Изменить стиль страницы

Позиция Павленко заключалась в том, что, по его мнению, его оппоненты слишком много внимания уделяли укладу, производительным силам в базисе общества. Поэтому когда они обнаружили то, что посчитали мануфактурами, то провозгласили наступление капитализма. Как следствие, они стали подчеркивать то, что посчитали новым и прогрессивным, в ущерб старому и устоявшемуся, которое все-таки по-прежнему преобладало в той социально-экономической формации. Более того, их подход не позволял им увидеть руководящую роль государства, которое реагировало на импульсы извне, «воздействуя» на промышленное развитие. Рост уральской металлургической промышленности подталкивали не рыночные силы, а привилегии, даваемые государством, и его покровительство. Благодаря вмешательству государства, если рассматривать короткий отрезок времени, резко увеличилась выплавка железа, но в более длительной перспективе трудоемкая черная металлургия России оказалась не способна конкурировать с технологически более совершенной британской черной металлургией.

Если начинать с начала, то Павленко допускал, что российское кустарное и мелкотоварное производства были настолько плохо развиты, что в XVII веке не могли преобразиться в мануфактуру. Тем не менее государство имело потребности, которые это мелкотоварное производство не способно было удовлетворить. Поэтому государство предоставило широкие привилегии иностранцам, чтобы поощрять строительство металлургических, текстильных и стеклоделательных мануфактур. Такие предприниматели, как Виниус, Марселис и Аккема, производили для нужд государства и иногда для иностранного рынка, но с внутренним рынком у них были слабые связи, если они вообще были.

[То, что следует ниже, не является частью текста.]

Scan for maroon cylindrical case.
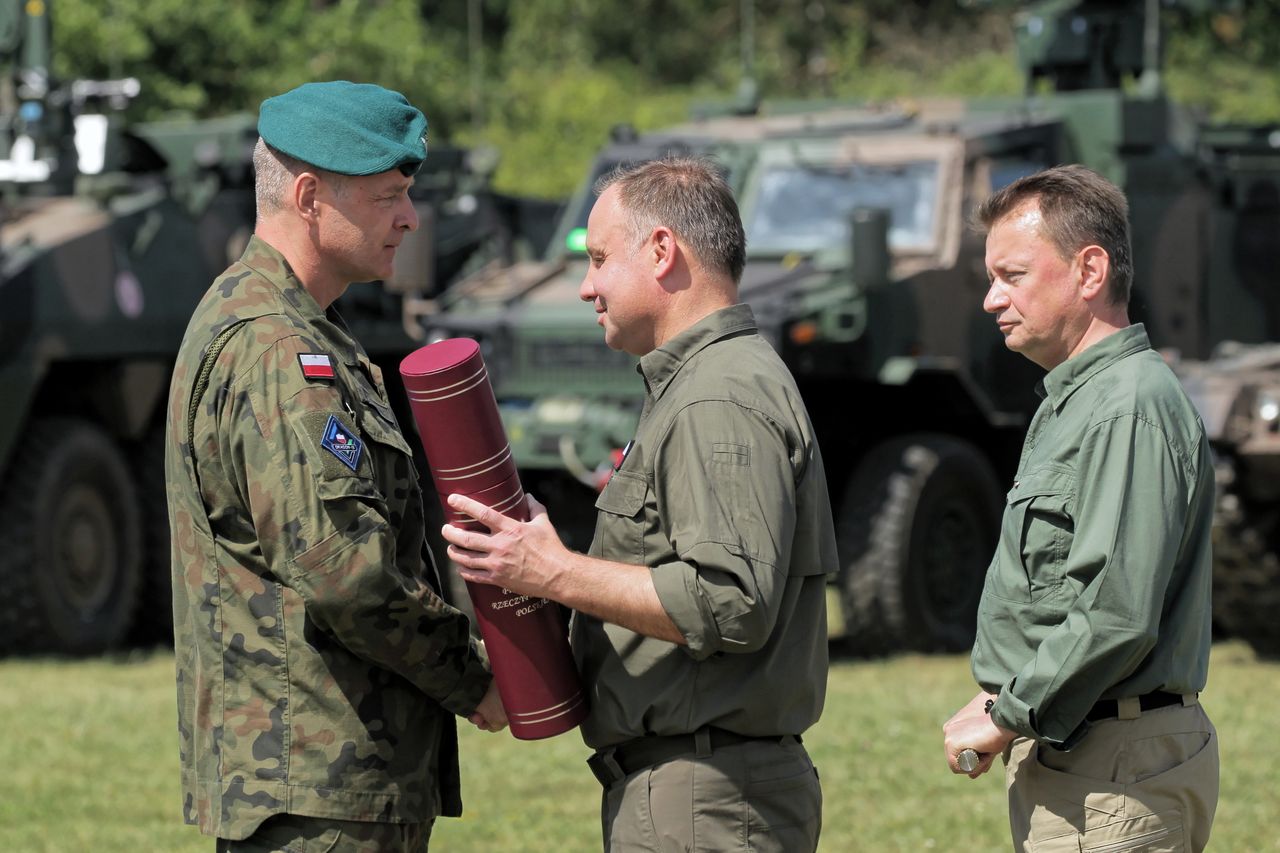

Технологический уровень этих ранних мануфактур зачастую был довольно высок благодаря заимствованию западных технологий. Но этого нельзя было сказать о производственных отношениях, так как мануфактура формировалась в тот момент, когда крепостничество находилось в своей высшей точке, а не на стадии его упадка, как происходило на Западе. На самом деле, когда принималось Уложение 1649 года, крепостничество было еще только в процессе кодификации, а проведенная Петром I перепись впутала еще больше жителей России в феодальные сети. Следовательно, рынок наемной рабочей силы не мог развиться до какой-то значимой величины. Скоро скудные запасы наемной рабочей силы исчерпались, и к 20-м годам XVIII века промышленники были вынуждены обратиться к государству за новыми источниками рабочей силы. Государство ответило тем, что вынудило различные категории населения работать на заводах, а тем, кто на них нанялся, уходить запретило. Хотя ярче всего эта ситуация проявлялась в металлургии, то же самое происходило и в полотняной промышленности. Вместе эти две отрасли являлись самыми важными секторами в несельскохозяйственной сфере экономики.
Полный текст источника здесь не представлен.